The hydropathy analysis showed that most of the rice seed proteins were hydrophilic. Rice seeds contain many proteins and enzymes related to metabolism and disease/defense, and these proteins may only be active in physiological processes when in solution, i.e., in a soluble state. The presence of soluble proteins is a further characteristic of rice seed proteins.
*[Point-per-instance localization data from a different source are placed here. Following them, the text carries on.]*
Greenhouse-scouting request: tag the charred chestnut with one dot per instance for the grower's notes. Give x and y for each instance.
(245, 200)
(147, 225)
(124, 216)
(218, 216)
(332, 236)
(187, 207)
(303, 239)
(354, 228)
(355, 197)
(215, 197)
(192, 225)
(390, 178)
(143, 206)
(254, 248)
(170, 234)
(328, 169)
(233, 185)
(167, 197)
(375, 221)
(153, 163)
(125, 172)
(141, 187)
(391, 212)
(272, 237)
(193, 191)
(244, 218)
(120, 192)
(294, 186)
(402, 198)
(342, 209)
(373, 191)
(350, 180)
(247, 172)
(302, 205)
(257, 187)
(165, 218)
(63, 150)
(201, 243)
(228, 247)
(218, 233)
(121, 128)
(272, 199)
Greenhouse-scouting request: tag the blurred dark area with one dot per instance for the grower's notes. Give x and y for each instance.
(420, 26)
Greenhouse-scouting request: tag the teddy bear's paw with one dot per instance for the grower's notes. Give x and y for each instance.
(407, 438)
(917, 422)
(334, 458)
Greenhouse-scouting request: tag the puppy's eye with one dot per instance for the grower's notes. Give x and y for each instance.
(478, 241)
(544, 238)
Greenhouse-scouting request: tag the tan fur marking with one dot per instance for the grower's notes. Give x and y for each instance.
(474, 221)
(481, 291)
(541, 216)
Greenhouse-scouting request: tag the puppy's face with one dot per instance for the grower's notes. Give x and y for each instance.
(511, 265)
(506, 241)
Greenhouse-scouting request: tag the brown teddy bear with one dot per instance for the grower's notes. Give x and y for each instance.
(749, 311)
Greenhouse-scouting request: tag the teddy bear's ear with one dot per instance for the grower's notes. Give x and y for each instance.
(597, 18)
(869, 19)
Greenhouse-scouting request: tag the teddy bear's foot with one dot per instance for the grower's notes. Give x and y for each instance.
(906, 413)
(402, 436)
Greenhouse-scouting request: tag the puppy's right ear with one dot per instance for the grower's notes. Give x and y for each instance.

In a proteomic survey of metabolic pathways in rice, Koller identified 2,528 unique proteins, 877 of which were from seeds. Of the 2,528 proteins detected, 189 were expressed in rice leaves, roots and seeds. In addition, there were 512 seed-specific proteins. Koller collected their seed samples from the entire panicle at 14 days postanthesis. In contrast, we used seed samples from mature rice seeds and identified 302 proteins that represented 252 gene products. Our findings therefore expand the results of previous studies.

Conclusion

Seeds are a major food source for humans and are essential for plant reproduction. In this study, we identified 302 proteins in the proteome of rice seeds. These proteins represented 252 gene products and were classified into 12 functional categories. The 302 proteins identified here represent an important contribution to the rice proteome database and shed light on the protein content of rice seeds.